FARRELL, Pa. (WKBN) – Farrell’s future police chief gave a public apology Monday after he admitted to using a variant of the n-word in an email earlier this year.
Thomas Burke, who is white, made the statement around 4 p.m. Monday in the rotunda of the city’s municipal building.
“To everybody here, to everybody out there, my deepest. I cannot tell you, from the bottom of my heart, I am truly sorry. I apologize deeply,” he said.
Burke also apologized for his lack of judgment when the initial email was sent.
WKBN received what was reportedly a copy of the e-mail, dated as being sent in April 2015.
The message, about a reading fundraiser, reads: “Good morning. Please click and review. Even a one dollar will be greatly appreciated. Them Sharon ‘expletive’ gotta learn how to read.”
Farrell Mayor Olive McKeithan said that Burke admitted to her that he wrote the word in an email earlier this year.
“As the mayor of Farrell and as an African American, I stand behind Mr. Burke as police chief for the City of Farrell,” she said.

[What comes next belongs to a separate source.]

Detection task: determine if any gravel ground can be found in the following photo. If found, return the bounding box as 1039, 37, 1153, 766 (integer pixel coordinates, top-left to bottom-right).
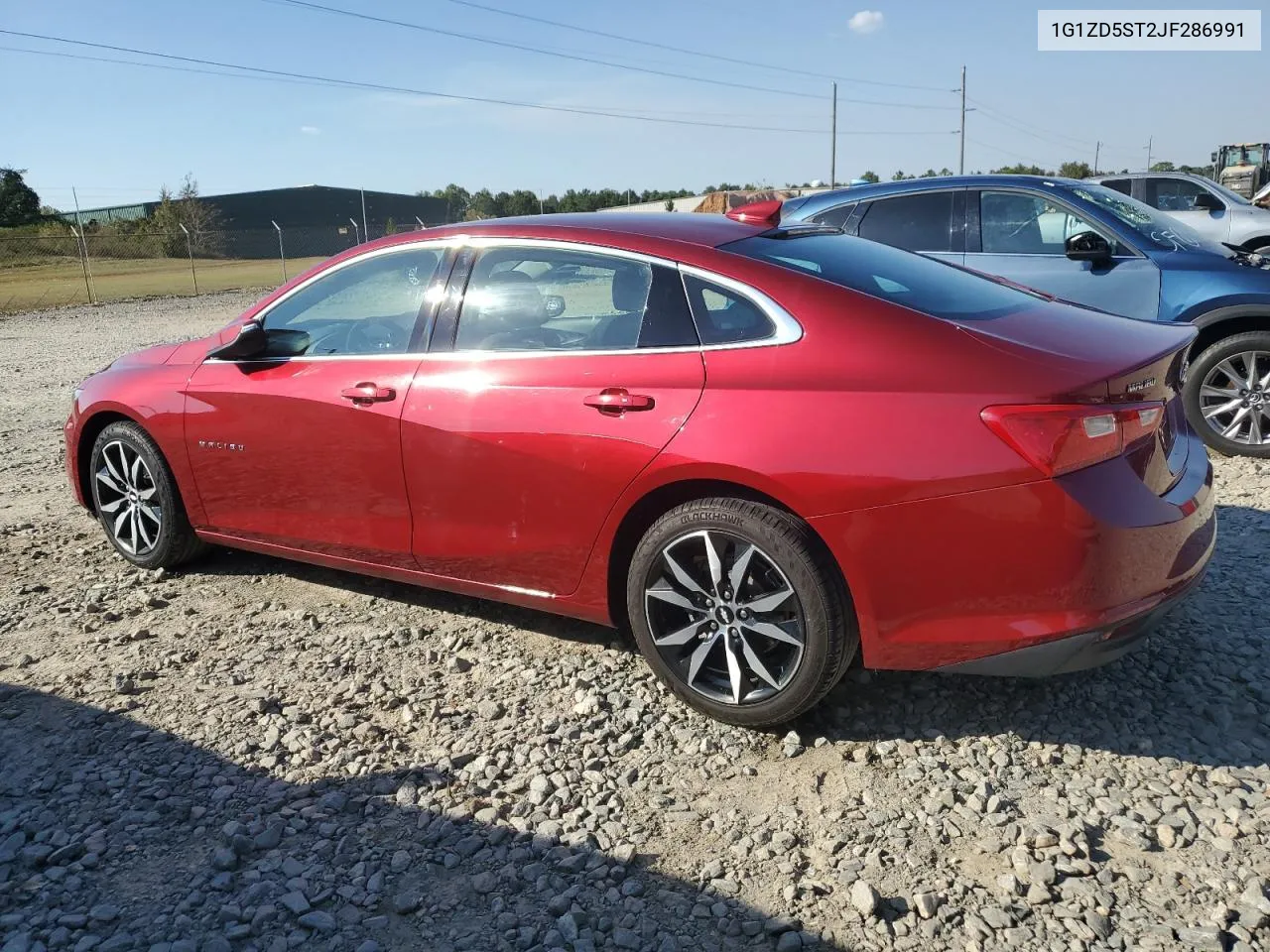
0, 296, 1270, 952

McKeithan said that she knows Burke and considers him to be an upstanding man of character.
“Until you get to know a man’s character, you can’t judge him by one off-the-cuff remark, or else we would have to judge all white people as equally guilty,” McKeithan said. “I have spoken with Mr. Burke and consider the matter as closed.”
But others are not so supportive of Burke’s comments.
Bishop Martha J. Sanders, who has lived in Farrell for 82 years, said she questions whether Burke will be able to reach the youth in the community, after the email was made public.
“I am concerned, because there are many young blacks in Farrell who are already unruly, who are already disenfranchised,” she said.
Reverend Tiffany Holden, of Redeemed Sanctuary, is also skeptical.
“It is not OK for someone who is going to be head of this community to be allowed to say such words,” she said.
McKeithan said there is no pending disciplinary action against Burke. An upcoming community meeting is being organized at the request of community leaders and the local chapter of the National Association for the Advancement of Colored People.
The president of the Mercer County NAACP said there needs to be regulations.
“As the president, the NAACP has some things in place the city could use. That’s the dialogue we’re going to have. We can put things in place to stop things like this from happening,” said President Monica Gregory.
Farrell decided in September to withdraw from the Southwest Regional Police Department and form its own police department. Burke was chosen to head that department, and will start in the new role on Jan. 1, 2016.